This document describes a simple analysis of the differences in photometric calibration between chips in the prototype Tomo-e PM camera.
The data used in this analysis was taken with the 8-sensor prototype Tomo-e PM camera, during the period Mar 15 to Apr 14, 2016. The eight sensors were arranged in a line stretching across the focal plane.
I used the results of the transient search pipeline to conduct these tests. The stars found in each image were calibrated astrometrically against the UCAC4 catalog, and a subset of stars in the range $9 < V < 15$ were used to calibrate the photometric measurements. The calibration was performed in two ways, which provides two different types of information:
Note that I compared the UCAC4's V-band magnitudes to the unfiltered Tomo-e measurements.
In the graphs below, the y-axis shows the difference between the instrumental magnitude and the UCAC4 V-band magnitude of stars in each image. There are thousands of images taken by each chip during a single night, so there will be thousands of symbols. The values for a single chip will vary over the course of a night, due to changes in extinction as the field(s) rise and set, and due to changes in transparency.
The first graph compares the offsets for the 8 chips on two nights. Note that the chips near the edges of the focal plane, chips 0 and 7, have the largest offsets. The pattern of these offsets looks very similar on the two nights, suggesting that the offsets are due in part to vignetting.
The second graph compares the offsets for the 8 chips on all eight nights for which we have measurements. I've offset the symbols for each night horizontally by a small amount, and changed the color of the symbols for each night as well.
The patterns are very similar on all 8 nights.
The zero-point differences between ensemble and catalog magnitudes is not a useful quantity, as it can be biased by the exact choice of the brightest star included in the ensemble.
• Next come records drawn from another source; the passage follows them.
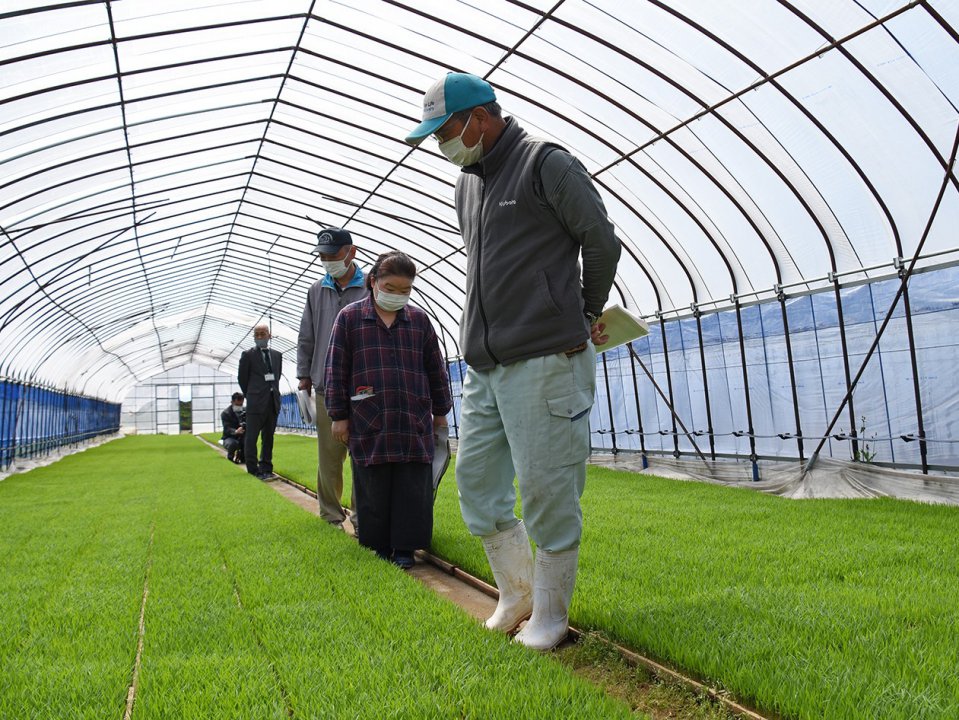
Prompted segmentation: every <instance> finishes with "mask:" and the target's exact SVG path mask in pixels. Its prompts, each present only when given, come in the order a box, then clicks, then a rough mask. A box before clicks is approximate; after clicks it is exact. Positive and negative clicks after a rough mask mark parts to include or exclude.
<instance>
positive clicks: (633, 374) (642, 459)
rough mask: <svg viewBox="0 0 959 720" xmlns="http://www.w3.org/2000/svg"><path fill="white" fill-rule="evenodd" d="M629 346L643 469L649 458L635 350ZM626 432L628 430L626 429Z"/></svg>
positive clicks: (630, 359)
mask: <svg viewBox="0 0 959 720" xmlns="http://www.w3.org/2000/svg"><path fill="white" fill-rule="evenodd" d="M626 347H627V348H629V364H630V374H631V375H632V376H633V398H634V399H635V400H636V424H637V425H638V426H639V452H640V457H641V458H642V460H643V470H645V469H646V468H648V467H649V458H647V457H646V435H645V434H644V433H643V413H642V412H641V411H640V407H639V384H638V383H637V382H636V358H635V355H636V351H635V350H633V343H631V342H628V343H626ZM627 432H629V431H628V430H627Z"/></svg>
But the scatter in the relationship between ensemble and catalog magnitudes is interesting: it describes how uniform the zero-point relationship is across a single sensor.
Below are graphs showing this quantity for each chip over the course of two nights: 0315 and 0414. Note that the scatter is considerably smaller in the central chips than in the outer ones, especially chip 0.
The same quantity is shown below for all 8 nights, using a different color for the measurements on each night.
I belive it is possible that the increased scatter for the outer chips is not only a consequence of vignetting -- which reduces number of photons and hence S/N of every star -- but also due to an increase in chromatic aberration and off-axis distortions in shape. Recall that we are comparing UCAC4 V-band magnitudes to the instrumental magnitudes of unfiltered Tomo-e measurements. If the outer chips suffer from significant chromatic aberration or distortion, stellar images may have significantly different SHAPES on different sides of a single image; that could yield a bias in aperture photometry across the chip.